Karl-Heinz Schaurhofer übergibt die Führung der Angestelltensektion des OÖ Bauernbundes an Andrea Steinmetz.

Bei der Generalversammlung des „Netzwerkes Agrar“ – der Angestelltensektion im Oberösterreichischen Bauernbund – am vergangenen Montag blickte der scheidende Obmann Karl-Heinz Schaurhofer auf seine zweijährige Tätigkeit zurück. Wie es der Name sagt, dient die Organisation vor allem der Vernetzung und dem Austausch innerhalb der Agrarbranche im vor- und nachgelagerten Bereich. Von den etwas mehr als 500 Mitgliedern sind viele direkt an der Gestaltung der Agrarpolitik beteiligt. Bauernbund-Landesobmann Max Hiegelsberger hob das Netzwerk und die agrarischen Einrichtungen insgesamt als wesentliche Erfolgsfaktoren der Agrarpolitik hervor und dankte dem scheidenden Obmann für sein Engagement, das Netzwerk in diesem Sinne zu betreuen und zu entwickeln.

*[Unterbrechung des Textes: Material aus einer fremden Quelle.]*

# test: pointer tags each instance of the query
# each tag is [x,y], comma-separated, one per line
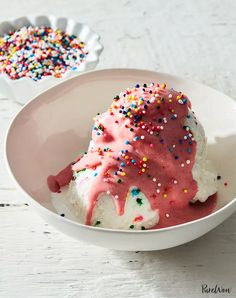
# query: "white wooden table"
[193,39]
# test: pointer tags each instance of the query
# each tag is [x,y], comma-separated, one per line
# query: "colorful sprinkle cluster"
[37,52]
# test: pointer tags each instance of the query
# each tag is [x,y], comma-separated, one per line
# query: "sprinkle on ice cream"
[145,166]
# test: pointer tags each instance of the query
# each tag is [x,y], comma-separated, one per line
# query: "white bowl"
[51,131]
[24,89]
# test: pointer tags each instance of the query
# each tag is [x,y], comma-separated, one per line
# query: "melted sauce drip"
[141,140]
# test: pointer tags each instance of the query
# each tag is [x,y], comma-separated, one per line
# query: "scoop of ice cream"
[145,164]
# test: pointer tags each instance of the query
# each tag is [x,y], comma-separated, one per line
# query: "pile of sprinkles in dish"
[37,52]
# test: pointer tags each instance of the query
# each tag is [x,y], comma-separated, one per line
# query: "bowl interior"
[55,127]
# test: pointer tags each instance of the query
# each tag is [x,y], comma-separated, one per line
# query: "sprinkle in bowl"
[54,128]
[40,52]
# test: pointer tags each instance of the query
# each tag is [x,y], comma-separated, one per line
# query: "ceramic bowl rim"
[55,215]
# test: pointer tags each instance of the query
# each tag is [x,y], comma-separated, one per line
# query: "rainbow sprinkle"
[37,52]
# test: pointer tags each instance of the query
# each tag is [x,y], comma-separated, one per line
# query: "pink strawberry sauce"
[141,141]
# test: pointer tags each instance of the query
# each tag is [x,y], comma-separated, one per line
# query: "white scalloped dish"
[24,89]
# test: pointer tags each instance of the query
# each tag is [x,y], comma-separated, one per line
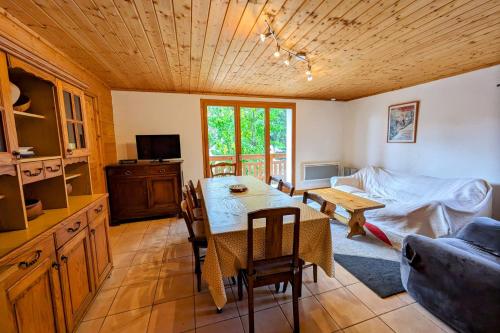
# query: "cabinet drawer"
[127,172]
[52,168]
[98,209]
[70,228]
[32,172]
[30,259]
[163,169]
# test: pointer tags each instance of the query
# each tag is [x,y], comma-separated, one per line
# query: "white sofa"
[422,205]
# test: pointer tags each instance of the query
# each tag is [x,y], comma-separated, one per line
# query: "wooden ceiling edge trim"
[223,94]
[14,48]
[446,76]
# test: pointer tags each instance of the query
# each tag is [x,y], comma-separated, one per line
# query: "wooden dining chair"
[223,169]
[194,194]
[197,238]
[197,213]
[322,203]
[275,267]
[325,208]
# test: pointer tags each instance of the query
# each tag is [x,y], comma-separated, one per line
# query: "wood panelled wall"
[24,37]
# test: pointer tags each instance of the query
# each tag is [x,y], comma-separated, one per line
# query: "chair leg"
[197,266]
[240,286]
[251,327]
[296,287]
[299,280]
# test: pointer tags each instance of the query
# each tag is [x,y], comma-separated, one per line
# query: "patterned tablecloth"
[226,228]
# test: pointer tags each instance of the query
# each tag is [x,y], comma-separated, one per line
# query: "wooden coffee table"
[353,204]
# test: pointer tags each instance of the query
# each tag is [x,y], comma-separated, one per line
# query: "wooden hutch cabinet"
[51,265]
[8,140]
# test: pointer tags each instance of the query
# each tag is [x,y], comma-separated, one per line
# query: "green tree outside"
[221,136]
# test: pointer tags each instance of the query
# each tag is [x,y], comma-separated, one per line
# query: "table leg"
[355,224]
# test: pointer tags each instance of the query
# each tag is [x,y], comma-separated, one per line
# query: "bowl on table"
[237,188]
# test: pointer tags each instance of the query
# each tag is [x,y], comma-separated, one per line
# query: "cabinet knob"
[98,209]
[74,229]
[56,168]
[26,264]
[33,174]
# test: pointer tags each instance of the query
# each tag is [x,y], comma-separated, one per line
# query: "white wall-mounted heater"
[319,173]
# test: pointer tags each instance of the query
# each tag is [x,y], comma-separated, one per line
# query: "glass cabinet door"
[74,118]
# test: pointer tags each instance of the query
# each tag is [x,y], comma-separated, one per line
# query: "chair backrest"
[223,169]
[325,206]
[189,200]
[274,236]
[194,195]
[187,218]
[286,187]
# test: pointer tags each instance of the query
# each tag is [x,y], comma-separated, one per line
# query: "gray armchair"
[457,278]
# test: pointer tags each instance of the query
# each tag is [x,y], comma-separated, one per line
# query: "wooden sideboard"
[144,190]
[50,273]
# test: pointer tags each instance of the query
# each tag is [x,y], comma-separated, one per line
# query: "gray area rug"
[369,259]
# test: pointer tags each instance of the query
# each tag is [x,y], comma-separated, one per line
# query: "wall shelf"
[69,177]
[28,115]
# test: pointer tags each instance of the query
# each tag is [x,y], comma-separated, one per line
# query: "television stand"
[144,190]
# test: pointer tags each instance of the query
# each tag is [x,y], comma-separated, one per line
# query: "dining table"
[226,224]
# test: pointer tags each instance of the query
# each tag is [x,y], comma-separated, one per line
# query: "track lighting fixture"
[263,37]
[288,60]
[277,52]
[299,56]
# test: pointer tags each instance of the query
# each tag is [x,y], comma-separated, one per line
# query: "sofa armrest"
[348,180]
[452,283]
[483,232]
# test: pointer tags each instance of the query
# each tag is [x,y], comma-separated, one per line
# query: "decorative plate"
[237,188]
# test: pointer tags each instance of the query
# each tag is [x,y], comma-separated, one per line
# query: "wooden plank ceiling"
[357,48]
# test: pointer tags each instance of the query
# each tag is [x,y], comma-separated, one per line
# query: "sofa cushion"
[484,233]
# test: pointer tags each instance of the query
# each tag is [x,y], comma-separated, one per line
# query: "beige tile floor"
[152,289]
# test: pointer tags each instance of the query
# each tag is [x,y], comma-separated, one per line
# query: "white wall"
[318,129]
[458,129]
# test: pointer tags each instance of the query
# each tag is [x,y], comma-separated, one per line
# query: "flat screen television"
[158,147]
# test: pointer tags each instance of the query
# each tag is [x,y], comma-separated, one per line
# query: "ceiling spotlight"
[308,72]
[263,37]
[277,52]
[288,60]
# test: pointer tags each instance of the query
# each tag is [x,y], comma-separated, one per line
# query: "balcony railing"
[254,165]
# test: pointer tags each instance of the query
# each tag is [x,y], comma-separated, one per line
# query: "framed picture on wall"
[402,123]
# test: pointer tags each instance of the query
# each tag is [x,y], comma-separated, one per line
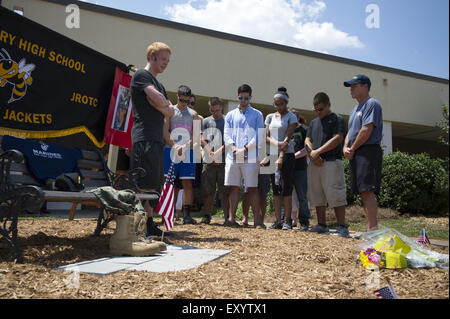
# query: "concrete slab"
[176,258]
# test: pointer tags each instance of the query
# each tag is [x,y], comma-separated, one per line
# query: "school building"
[214,63]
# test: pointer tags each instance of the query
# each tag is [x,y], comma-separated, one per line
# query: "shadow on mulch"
[53,251]
[39,249]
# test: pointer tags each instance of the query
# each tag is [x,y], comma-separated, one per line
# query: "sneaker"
[206,219]
[189,220]
[286,226]
[276,225]
[303,227]
[319,229]
[342,231]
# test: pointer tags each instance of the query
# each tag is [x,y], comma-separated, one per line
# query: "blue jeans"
[301,187]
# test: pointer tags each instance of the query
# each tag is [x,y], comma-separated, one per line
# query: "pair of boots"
[125,241]
[187,219]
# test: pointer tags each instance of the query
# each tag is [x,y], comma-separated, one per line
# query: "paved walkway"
[93,214]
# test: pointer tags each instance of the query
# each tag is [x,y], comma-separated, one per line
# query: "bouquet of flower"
[371,259]
[387,248]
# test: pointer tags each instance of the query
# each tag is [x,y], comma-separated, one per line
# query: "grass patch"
[409,226]
[34,218]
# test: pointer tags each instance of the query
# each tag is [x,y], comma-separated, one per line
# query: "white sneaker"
[319,229]
[342,231]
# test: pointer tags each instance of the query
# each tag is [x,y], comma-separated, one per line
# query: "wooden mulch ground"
[262,264]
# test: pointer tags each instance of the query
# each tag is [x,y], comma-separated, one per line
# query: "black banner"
[50,85]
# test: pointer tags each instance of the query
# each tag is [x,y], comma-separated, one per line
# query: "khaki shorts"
[212,175]
[326,184]
[234,172]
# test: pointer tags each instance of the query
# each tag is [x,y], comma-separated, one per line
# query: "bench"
[21,192]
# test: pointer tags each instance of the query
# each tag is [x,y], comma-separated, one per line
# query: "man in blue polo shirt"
[362,146]
[242,143]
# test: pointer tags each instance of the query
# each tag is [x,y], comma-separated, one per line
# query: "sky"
[411,35]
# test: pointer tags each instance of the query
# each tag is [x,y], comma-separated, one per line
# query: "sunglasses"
[319,110]
[279,103]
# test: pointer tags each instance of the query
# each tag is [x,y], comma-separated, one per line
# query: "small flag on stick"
[423,238]
[386,293]
[165,206]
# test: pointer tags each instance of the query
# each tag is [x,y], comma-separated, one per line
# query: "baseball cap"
[360,78]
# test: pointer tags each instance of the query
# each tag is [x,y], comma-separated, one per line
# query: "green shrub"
[414,184]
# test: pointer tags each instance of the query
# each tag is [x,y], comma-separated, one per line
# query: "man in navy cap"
[362,146]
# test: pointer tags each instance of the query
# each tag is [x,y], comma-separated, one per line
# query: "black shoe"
[206,219]
[153,230]
[276,225]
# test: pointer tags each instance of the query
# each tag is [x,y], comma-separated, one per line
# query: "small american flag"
[165,206]
[423,238]
[386,293]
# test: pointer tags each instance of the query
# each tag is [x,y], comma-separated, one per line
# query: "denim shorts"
[149,156]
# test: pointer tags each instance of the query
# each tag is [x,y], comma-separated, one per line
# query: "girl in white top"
[279,128]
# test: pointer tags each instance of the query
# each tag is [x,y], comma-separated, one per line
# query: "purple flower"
[369,251]
[374,259]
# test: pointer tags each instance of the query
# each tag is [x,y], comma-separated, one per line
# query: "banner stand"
[113,153]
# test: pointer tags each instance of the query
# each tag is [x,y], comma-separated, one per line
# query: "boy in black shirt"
[326,179]
[150,106]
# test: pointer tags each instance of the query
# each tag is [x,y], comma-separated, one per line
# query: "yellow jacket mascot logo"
[18,75]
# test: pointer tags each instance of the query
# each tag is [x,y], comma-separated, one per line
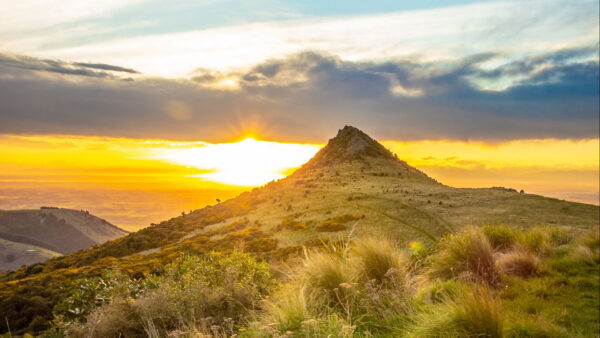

v.l. Karl-Heinz Schaurhofer, Dir. Maria Sauer, Andrea Steinmetz, LO LR Max Hiegelsberger

In zahlreichen Veranstaltungen und Agrardialogen wurde die gesamte Breite der landwirtschaftlichen Themen behandelt, Betriebe und Organisationen besichtigt und man blickte über den agrarischen Tellerrand, etwa beim Gespräch mit Bischof Manfred Scheuer sowie der Besichtigung der Anton Bruckner Privatuniversität und der neuen Westringbrücke.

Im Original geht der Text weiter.